Not everyone is eager to defend the Business Council as-is. Sen. Brian Boner, R-Douglas, said he prefers tax incentives over grants, pointing to sales tax exemptions for data centers as a “win-win.”
“I’m not sure I’m on board with getting rid of an entire agency,” Boner said, “but I hope this is the incentive they need to become more of a resource for taxpayers.”
Others, like Rep. Art Washut, argued that economic growth requires risk — and that waiting for guaranteed outcomes means missed opportunities.
“If we sit back and have paralysis by analysis,” Washut said, “opportunities shift away from us.”
Even without the Business Council, Wyoming wouldn’t be starting from scratch.

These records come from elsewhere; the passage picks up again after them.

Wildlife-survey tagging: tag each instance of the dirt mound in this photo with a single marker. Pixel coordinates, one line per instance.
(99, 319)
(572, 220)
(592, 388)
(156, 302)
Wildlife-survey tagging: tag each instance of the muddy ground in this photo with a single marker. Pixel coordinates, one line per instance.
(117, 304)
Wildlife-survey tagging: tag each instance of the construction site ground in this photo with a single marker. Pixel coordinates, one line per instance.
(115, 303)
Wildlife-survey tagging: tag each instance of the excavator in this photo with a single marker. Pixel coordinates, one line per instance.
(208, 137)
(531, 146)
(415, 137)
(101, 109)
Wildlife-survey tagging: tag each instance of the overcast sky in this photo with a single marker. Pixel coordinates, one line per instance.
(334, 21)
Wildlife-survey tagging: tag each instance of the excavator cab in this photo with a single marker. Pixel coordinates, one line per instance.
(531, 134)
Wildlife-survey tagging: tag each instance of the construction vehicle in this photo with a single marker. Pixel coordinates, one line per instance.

Federal agencies still fund rural development and infrastructure, and state entities like the Wyoming Energy Authority and the Office of State Lands and Investments play key roles. But the Mineral Royalty Grants program – once a major source of community infrastructure funding – has shrunk as mineral revenues decline.
For now, Gov. Gordon is standing firm, and lawmakers are clearly divided. Whether the Wyoming Business Council survives, gets reshaped, or disappears altogether will likely be decided when the full Legislature takes up the budget next month.
One way or another, Wyoming’s approach to economic development is heading for a reckoning.